El interior era tibio. Olía a té de hierbas, a aceite de lino y a nostalgia. El lugar estaba cubierto por montañas de telas, cajas de botones, bobinas de hilo dorado y plateado. Y allí, en el centro, sentado sobre una alfombra de retazos, estaba Elián.

Tarareaba con dulzura, como quien cuenta un secreto:

"Hasta el viejo hospital de los muñecos
llegó el pobre Pinocho malherido,
un cruel espantapájaros bandido
lo sorprendió durmiendo y lo atacó."

Tenía las manos manchadas de pegamento, y en su regazo, una marioneta sin brazos.

—Elián... —susurró Mireya, dando un paso hacia él.

—Ella me necesita —dijo él, sin mirarlas—. Y todos los demás también.

Selene se arrodilló junto a él.
—¿Quiénes?
—Los rotos. Los olvidados. Los que dejaron tirados porque ya no servían. Yo sé cómo se siente eso.

La Remendadora, una mujer mayor de rostro arrugado como una hoja seca y ojos de mirada profunda, apareció desde el fondo del taller. Su voz era tranquila, como una aguja que entra sin romper la tela.
—Elián tiene buen corazón. No remienda con hilo, sino con alma.

Aquella noche, se quedaron en el taller. Mireya dormía junto al fuego. Selene no podía cerrar los ojos. Observaba cómo la Remendadora cosía un viejo conejo de peluche, tarareando la misma melodía que Elián había cantado. Pero no había voz esta vez: la canción flotaba sola, sin origen, como si viniera de algún lugar más profundo que el aire.

Selene la sintió en el pecho, una melodía sin nombre que acariciaba viejas heridas. Se acercó en silencio.
La mujer seguía cosiendo al conejo con delicadeza, puntada por puntada. Pero Selene no miraba las manos: miraba sus ojos.
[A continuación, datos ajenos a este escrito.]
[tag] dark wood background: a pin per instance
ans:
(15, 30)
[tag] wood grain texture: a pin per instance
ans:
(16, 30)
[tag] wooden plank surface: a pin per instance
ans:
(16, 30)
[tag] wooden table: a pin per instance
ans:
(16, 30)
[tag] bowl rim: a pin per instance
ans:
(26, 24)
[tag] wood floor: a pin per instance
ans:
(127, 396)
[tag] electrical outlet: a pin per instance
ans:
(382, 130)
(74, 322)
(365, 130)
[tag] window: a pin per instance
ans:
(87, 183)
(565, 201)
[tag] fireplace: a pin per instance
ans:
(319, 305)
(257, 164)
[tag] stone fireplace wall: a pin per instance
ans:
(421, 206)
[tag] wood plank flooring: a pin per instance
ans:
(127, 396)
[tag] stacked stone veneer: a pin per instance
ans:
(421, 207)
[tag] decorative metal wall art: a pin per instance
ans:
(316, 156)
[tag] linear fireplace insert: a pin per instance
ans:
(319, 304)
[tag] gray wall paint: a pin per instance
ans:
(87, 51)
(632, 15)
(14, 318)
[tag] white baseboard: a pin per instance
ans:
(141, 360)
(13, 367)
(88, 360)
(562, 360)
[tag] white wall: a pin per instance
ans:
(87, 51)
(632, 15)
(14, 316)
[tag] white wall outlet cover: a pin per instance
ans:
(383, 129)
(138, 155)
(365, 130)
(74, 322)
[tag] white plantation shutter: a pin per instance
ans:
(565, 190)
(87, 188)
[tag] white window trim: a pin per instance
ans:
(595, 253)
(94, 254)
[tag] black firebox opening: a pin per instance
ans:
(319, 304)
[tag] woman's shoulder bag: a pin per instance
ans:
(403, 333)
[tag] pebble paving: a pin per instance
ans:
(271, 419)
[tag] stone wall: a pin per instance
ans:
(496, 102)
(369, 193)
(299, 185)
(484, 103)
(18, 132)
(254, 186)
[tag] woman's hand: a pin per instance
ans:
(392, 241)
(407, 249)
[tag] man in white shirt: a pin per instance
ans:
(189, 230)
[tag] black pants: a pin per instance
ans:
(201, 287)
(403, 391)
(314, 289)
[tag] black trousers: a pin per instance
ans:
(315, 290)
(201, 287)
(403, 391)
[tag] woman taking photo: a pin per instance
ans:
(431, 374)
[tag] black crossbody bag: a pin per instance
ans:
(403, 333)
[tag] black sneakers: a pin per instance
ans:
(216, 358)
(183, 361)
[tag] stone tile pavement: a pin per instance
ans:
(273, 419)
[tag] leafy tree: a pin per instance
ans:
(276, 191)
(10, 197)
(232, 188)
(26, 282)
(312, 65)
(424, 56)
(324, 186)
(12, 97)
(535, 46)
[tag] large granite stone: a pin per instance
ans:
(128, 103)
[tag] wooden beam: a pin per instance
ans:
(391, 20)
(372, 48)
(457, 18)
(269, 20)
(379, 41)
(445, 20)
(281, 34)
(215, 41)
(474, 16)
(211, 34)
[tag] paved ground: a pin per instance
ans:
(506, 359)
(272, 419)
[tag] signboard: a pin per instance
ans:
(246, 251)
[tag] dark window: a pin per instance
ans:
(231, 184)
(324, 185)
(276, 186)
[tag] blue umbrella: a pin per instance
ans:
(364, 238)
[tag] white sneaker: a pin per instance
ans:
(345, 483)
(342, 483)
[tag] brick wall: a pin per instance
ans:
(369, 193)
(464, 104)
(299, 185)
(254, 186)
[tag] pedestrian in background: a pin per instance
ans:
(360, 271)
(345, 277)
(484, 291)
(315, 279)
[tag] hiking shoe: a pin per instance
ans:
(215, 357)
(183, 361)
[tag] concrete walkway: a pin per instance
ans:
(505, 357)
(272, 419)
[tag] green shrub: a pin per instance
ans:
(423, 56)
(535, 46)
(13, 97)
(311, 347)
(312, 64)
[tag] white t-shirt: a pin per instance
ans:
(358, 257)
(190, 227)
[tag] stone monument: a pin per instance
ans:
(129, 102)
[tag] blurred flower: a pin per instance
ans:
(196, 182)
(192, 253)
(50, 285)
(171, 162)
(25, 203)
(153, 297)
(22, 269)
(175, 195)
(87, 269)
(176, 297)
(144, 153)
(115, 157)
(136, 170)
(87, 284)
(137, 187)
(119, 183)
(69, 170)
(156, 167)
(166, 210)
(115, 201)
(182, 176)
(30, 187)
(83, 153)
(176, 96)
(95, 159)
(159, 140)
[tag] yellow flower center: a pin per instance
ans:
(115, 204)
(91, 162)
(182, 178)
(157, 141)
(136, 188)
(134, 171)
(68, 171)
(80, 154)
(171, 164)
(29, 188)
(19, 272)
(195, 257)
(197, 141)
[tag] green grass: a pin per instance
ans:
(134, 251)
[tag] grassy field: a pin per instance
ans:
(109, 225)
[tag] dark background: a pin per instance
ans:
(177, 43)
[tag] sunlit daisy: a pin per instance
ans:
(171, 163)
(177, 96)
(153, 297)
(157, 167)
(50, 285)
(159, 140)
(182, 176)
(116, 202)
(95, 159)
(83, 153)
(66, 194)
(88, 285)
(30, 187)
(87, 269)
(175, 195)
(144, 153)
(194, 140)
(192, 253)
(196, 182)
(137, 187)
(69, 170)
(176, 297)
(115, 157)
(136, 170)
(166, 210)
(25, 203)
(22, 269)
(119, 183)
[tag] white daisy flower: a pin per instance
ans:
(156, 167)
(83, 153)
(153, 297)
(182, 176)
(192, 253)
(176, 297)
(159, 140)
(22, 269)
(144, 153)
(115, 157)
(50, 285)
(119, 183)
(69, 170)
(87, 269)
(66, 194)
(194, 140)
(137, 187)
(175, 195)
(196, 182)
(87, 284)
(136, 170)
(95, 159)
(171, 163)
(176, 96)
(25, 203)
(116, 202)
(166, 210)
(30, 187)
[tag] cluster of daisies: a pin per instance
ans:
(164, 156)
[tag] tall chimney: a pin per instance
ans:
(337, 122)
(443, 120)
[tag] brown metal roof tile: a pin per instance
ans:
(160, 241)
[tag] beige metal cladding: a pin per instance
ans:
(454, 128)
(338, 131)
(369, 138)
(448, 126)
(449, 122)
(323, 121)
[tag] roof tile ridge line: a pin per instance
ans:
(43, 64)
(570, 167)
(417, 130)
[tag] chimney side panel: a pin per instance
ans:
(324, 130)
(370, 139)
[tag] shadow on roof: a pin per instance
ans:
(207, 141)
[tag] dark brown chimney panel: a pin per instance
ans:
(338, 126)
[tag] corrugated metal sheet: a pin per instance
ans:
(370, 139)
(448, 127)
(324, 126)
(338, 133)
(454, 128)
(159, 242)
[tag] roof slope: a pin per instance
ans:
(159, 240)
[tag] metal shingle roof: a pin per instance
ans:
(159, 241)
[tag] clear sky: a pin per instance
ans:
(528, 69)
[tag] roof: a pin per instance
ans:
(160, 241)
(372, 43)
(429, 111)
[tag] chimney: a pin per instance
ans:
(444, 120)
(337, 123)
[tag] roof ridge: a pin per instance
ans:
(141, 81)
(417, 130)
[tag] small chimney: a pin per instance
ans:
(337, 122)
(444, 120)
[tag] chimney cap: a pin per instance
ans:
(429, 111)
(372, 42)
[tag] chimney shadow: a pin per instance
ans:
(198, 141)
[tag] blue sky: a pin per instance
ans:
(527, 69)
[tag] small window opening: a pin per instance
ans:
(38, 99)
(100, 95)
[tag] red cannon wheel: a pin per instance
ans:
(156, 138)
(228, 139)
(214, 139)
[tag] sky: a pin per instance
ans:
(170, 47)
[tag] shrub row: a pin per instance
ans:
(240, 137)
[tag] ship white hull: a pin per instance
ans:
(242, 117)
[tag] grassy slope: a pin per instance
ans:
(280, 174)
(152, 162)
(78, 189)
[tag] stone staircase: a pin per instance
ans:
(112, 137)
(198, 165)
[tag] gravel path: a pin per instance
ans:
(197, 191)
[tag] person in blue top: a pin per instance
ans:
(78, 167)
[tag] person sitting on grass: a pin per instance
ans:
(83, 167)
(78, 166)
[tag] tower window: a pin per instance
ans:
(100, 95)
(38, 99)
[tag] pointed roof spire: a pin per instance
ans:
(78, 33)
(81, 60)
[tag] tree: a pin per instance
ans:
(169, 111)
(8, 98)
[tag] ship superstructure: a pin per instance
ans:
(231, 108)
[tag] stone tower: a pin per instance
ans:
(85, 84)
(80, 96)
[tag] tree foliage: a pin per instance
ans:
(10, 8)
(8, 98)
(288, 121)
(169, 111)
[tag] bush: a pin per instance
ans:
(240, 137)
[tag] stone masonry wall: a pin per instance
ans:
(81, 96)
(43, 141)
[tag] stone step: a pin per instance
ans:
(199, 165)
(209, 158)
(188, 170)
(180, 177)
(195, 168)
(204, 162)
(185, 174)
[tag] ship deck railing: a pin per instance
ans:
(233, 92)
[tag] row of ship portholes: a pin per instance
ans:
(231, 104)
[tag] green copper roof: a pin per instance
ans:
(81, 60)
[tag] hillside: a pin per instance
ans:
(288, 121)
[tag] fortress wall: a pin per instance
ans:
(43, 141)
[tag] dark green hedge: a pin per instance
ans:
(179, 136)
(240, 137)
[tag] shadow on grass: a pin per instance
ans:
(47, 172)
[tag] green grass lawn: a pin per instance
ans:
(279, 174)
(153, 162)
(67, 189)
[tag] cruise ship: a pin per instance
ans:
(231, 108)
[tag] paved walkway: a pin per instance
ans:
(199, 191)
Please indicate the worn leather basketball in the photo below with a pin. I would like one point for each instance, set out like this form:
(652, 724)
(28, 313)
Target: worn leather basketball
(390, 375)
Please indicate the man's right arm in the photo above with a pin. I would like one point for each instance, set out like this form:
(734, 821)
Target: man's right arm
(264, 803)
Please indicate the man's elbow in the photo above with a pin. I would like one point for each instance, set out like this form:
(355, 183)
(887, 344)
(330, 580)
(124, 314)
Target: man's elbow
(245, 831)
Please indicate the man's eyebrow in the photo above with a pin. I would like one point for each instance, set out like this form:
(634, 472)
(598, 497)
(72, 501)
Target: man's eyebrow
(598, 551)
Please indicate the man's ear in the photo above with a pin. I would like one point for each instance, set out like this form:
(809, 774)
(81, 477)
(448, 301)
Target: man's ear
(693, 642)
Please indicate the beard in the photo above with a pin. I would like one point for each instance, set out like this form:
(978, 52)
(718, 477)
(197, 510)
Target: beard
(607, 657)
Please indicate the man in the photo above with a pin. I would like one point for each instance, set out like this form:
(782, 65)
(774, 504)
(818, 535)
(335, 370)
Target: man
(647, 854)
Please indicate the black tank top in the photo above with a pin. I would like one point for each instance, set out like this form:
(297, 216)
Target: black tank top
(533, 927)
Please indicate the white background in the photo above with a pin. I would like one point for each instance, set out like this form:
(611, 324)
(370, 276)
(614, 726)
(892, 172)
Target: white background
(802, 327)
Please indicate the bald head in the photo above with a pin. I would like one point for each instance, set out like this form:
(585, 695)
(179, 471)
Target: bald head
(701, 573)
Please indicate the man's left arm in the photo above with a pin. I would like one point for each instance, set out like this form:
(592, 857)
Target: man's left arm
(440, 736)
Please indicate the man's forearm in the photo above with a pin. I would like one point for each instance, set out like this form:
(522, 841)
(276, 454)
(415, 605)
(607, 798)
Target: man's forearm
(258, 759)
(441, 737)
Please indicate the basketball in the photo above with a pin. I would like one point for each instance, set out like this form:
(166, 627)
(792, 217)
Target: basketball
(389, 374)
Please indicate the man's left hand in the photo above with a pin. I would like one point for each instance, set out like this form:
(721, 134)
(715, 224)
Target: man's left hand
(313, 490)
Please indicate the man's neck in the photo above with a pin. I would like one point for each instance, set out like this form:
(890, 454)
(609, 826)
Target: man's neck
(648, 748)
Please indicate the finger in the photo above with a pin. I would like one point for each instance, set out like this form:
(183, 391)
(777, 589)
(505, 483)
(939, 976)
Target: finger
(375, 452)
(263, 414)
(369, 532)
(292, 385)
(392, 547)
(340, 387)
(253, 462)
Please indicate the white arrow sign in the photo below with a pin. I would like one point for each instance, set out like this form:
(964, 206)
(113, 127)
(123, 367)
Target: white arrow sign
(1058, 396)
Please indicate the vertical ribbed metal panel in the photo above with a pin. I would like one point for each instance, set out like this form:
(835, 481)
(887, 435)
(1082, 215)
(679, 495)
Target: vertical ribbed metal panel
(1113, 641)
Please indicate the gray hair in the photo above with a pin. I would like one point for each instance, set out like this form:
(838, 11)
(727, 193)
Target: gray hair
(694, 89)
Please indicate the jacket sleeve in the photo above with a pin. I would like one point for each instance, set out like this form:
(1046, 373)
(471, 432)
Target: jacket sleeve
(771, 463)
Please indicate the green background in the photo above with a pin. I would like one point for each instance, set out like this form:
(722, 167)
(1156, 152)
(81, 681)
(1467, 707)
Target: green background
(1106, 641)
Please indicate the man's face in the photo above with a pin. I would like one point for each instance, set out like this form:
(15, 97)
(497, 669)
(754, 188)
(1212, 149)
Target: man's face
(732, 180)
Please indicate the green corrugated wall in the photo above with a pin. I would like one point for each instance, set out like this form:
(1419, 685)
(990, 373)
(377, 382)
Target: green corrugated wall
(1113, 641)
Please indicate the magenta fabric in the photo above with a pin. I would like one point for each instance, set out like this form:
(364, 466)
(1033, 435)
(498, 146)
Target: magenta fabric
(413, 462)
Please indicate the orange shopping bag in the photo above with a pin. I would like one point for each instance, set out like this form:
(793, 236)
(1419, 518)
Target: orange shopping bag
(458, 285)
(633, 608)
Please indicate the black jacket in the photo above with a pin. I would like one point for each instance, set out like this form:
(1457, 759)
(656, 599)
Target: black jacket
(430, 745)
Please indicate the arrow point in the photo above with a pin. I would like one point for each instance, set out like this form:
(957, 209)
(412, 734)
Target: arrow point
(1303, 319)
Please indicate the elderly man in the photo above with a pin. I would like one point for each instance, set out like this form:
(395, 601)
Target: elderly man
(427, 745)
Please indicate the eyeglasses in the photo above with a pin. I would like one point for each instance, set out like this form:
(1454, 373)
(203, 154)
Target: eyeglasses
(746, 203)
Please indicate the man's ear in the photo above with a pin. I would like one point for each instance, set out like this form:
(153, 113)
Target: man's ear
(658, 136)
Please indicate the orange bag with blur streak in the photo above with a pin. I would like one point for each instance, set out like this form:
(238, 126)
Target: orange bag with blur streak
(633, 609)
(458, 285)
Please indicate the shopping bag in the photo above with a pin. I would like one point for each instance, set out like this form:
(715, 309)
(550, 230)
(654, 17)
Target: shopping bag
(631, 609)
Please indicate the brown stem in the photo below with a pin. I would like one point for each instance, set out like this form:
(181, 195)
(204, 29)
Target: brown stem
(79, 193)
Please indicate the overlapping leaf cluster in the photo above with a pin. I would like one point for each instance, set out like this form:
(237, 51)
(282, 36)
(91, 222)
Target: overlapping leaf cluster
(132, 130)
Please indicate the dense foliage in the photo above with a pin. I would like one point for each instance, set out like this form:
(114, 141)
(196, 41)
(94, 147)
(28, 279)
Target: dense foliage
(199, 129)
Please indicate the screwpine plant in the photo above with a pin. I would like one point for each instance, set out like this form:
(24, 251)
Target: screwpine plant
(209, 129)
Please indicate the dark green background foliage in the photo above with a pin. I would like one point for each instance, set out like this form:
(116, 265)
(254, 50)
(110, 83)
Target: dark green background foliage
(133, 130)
Y allí, entre la costura y la luz cálida, vio el dolor. No era tristeza reciente, sino un eco antiguo, un pesar cosido en las pupilas como quien ha perdido y ha seguido remendando sin detenerse nunca.

La canción creció un poco, como si quisiera llenar ese hueco.

"Hasta el viejo hospital de los muñecos..."
La melodía le llegaba al alma.

En ese momento, Selene comprendió: la canción no era solo para los juguetes rotos, era para las personas que aún no se animaban a sanar.

Cruzó la mirada con Elián.
—¿La escuchás? —preguntó él.

Selene asintió, y sus ojos se llenaron de una ternura tranquila. El conejo ahora tenía ambos brazos, pero también una nueva expresión.
—Gracias —susurró la Remendadora, sin dejar de coser—. Por ver.

Antes de marcharse al día siguiente, Mireya y Elián prometieron regresar.
—¿Aunque ya no esté rota? —preguntó Elián.
—Justamente por eso —respondió la mujer, y le revolvió el cabello.

Le entregó al niño una aguja dorada envuelta en cinta azul.
—Para que nunca olvides remendar lo que otros desechan.

Elián se llevó consigo la marioneta con la que había dormido. No hablaba mucho, pero en sus ojos brillaba una decisión nueva.

Selene miró una última vez el taller. En la ventana, un cartel bordado decía:
“Todo lo que se rompe, puede volver a amar.”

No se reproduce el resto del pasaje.